Najib then performed the ground-breaking ceremony for the hall and planted a tree to mark his visit to the oldest independent Chinese school in the state, which was established in 1962.
The prime minister's approach with the public, including an earlier walkabout yesterday at the markets in two of the most densely populated areas -- Mawar and Kim Fung -- captures his desire to reach out to the people.
Petty trader Sakura Wong, in her 60s, had no qualms standing on a chair and waving to the prime minister, who was at the Mawar market, yesterday.
"Malaysia No. 1 woh!" said Wong to a group of elderly women around a marble table in the covered wet market food court where they would normally gather.
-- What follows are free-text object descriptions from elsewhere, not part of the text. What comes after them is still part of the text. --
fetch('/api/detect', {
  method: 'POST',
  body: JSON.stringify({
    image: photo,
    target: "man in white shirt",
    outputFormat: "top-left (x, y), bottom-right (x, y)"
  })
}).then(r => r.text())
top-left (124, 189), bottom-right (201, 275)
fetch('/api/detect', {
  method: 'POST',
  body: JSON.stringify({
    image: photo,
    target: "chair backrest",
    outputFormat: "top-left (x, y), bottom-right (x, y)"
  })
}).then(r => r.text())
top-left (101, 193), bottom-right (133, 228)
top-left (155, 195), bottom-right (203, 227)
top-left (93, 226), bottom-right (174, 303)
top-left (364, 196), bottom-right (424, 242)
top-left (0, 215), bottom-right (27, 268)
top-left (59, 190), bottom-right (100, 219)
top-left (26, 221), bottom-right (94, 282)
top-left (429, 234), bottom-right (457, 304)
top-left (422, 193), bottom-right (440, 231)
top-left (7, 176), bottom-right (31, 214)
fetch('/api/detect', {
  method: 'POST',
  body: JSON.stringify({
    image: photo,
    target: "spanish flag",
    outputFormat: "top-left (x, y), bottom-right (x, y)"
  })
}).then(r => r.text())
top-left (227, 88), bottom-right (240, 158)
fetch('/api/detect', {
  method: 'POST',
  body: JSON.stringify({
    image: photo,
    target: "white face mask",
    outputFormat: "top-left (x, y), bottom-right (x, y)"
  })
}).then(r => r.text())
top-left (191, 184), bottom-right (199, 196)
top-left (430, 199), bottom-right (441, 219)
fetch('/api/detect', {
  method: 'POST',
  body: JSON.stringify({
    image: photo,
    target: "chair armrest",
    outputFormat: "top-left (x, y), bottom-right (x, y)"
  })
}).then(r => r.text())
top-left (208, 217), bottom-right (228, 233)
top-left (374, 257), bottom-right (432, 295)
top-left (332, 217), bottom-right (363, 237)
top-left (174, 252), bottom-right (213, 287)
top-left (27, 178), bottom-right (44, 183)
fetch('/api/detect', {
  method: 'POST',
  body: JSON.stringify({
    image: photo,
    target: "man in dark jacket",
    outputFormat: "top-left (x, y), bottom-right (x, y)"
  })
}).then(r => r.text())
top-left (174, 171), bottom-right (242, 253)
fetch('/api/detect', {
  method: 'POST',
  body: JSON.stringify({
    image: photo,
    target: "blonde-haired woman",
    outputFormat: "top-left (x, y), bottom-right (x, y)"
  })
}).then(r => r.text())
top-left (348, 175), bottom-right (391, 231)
It was not long before Najib turned his attention to Wong and her group, joining them for tea and a chat. It took about a minute to sink in, but soon, the women went back to their chatty mode with Najib.
Choo Kiew Moi, 80, said Najib asked her about a deck of small cards with Chinese characters written on them.
"It is a card game called lok foo which we play," said Choo.
But games aside, Choo also asked Najib about the welfare aid to some of her friends, which had been stopped.
A similar question was asked at the Kim Fung market by Liew Min Shiong, 72, when Najib joined them for coffee and char-kueh (fried cruellers).
Liew said he spoke to former deputy chief minister Datuk Tham Nyip Shen over the issue and was told it would be looked into.
"At least I got to tell our No. 1 leader about my problem."
The walkabout proved to be a show stopper for many of the hawkers and patrons at the two markets. They stopped him for photographs, shook his hands and even engaged in banter.
A common topic was the 1Malaysia People's Aid Fund (BR1M) where the government gave RM500 to 4.12 million households.
Wong, Choo and Liew expressed their gratitude to Najib over the assistance.